Recently I had some USB enumeration loop (turned out to be the Index umbilical connector) that made me disconnect everything one by one. What a marathon. The USB hub dedicated to wireless dongles alone has a wireless keyboard/touchpad adaptor, the one of the Steam Controller and an ANT+ stick. Elsewhere the homebrew stick/rudder is linked up, the Nrf52 devkit, keyboard, mouse, another touchpad, the hub where I connect Android devices for development and occasionally a Garmin for some cIQ stuff. A modified webcam I used to use for infrared headtracking and that cheap portable usb audio with built in phantom power for a condenser mic headset (the firewire audio interface seems to be acting up). The old laser printer is permanently connected whereas the scanner is only plugged in on demand. Currently disconnected are the throttle quadrant, the trim box (with yet another touchpad, still ps/2) and the midi controller. Somewhere there's an arduino configured as an nrf52 programmer. Yes, I need a notebook computer free of most of that stuff to get actual work done.


And if you get 3x full body vive trackers for your index, those each have a USB receiver and you need 3 more ports and they can't be consolidated for some reason. And if you want to charge those from your computer, that's 3 more ports.

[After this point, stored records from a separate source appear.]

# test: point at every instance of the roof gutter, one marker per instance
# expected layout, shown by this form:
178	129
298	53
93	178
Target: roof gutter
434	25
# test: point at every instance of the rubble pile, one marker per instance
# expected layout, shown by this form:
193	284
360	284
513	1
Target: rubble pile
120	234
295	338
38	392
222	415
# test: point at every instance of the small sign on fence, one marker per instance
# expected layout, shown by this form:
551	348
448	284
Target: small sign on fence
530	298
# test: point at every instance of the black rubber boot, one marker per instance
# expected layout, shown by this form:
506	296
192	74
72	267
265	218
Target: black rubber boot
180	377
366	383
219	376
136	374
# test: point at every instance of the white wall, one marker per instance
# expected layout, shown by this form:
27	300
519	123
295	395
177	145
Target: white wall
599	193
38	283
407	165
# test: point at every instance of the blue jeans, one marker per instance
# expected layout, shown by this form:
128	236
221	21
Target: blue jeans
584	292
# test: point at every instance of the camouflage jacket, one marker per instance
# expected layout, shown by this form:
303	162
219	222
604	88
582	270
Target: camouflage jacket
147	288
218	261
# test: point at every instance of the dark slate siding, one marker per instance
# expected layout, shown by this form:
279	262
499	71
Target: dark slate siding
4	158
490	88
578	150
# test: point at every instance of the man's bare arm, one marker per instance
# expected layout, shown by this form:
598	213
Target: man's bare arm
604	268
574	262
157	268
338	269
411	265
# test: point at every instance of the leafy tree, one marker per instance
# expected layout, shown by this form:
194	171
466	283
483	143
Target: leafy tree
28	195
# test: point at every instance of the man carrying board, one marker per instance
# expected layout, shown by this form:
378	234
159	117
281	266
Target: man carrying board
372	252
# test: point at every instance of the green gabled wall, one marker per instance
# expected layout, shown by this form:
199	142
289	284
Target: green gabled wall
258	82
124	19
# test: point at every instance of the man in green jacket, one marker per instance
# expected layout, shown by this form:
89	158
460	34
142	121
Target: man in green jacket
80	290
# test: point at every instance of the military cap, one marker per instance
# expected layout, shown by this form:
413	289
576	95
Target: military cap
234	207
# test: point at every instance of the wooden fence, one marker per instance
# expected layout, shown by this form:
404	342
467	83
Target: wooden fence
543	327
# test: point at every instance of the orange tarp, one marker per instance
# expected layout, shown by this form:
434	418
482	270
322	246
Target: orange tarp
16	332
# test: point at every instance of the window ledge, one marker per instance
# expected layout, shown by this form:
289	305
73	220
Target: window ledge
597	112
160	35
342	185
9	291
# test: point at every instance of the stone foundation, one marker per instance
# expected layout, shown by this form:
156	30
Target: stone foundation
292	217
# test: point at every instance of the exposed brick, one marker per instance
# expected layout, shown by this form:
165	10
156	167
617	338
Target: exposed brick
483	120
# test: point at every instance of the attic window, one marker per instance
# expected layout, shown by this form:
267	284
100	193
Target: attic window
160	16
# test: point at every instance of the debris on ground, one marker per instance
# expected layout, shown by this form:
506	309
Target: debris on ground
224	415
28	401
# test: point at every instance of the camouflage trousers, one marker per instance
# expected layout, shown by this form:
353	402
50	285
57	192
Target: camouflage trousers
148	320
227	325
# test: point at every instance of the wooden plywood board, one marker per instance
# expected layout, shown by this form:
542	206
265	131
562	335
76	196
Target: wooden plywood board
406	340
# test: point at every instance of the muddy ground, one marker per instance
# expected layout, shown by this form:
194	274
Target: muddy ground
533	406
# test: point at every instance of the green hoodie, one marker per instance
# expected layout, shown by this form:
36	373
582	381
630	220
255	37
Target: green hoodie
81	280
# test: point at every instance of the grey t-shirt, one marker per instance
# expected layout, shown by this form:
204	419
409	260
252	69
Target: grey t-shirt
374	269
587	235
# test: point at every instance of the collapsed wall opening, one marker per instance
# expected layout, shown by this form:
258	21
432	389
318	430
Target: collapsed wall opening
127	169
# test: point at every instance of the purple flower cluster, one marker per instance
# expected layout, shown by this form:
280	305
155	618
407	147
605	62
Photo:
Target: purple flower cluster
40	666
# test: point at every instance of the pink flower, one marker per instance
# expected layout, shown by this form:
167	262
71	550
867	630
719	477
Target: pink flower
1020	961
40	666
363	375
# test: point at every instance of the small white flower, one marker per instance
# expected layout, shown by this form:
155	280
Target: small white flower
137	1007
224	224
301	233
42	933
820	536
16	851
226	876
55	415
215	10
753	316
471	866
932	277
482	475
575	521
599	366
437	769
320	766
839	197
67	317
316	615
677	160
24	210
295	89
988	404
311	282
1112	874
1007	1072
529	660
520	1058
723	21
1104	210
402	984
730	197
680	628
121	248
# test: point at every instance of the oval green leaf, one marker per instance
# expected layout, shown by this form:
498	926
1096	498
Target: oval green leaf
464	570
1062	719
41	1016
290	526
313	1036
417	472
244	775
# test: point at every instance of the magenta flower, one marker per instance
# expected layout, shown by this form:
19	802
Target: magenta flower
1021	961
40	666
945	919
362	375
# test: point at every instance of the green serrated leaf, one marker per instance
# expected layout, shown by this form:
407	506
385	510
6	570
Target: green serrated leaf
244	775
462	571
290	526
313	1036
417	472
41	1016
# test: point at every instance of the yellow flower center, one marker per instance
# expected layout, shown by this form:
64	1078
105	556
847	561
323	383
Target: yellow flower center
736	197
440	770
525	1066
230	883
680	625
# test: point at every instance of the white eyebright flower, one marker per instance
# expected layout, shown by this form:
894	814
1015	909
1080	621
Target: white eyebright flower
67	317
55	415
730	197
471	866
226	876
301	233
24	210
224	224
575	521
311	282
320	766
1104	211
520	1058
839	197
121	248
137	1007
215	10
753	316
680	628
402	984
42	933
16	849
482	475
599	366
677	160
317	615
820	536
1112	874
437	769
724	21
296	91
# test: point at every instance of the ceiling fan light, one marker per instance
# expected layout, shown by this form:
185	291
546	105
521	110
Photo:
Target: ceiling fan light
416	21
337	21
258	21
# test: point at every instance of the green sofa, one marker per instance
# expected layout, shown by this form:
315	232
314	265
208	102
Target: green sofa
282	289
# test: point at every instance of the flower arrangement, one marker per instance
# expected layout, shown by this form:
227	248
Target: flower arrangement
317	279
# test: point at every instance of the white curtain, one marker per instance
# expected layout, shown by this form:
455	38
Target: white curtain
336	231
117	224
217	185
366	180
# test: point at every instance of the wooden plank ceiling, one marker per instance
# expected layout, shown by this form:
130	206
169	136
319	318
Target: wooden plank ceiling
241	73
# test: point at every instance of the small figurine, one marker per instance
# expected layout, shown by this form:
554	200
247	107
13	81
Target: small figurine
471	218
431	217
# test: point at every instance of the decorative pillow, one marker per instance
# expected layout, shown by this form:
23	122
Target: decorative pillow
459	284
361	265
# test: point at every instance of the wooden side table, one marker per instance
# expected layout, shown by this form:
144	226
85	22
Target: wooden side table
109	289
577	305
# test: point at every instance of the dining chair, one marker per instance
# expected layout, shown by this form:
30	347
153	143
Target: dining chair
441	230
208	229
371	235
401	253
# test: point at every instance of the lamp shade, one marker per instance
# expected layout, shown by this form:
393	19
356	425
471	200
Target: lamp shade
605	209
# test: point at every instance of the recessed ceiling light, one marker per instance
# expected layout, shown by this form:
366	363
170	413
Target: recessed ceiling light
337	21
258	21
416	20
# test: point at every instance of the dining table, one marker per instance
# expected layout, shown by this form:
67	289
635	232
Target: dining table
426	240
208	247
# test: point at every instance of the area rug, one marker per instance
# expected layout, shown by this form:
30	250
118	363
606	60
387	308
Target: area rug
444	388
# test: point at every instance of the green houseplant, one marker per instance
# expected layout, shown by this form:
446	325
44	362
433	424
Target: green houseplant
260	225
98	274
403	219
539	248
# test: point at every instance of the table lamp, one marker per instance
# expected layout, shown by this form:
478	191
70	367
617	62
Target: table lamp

I have an anker 5-port USB power hub (no data, not connected to computer) next to my machine for charging phone, headphones, earbuds, etc, and another 10-port hub for charging the 2 index controllers, 3 full body trackers, and 3 track straps with builtin batteries for extended play (for days when you feel like spending more than 7 hours in VR anyways...)


That's a reasonable method but I think most people would use a hub to achieve those goals.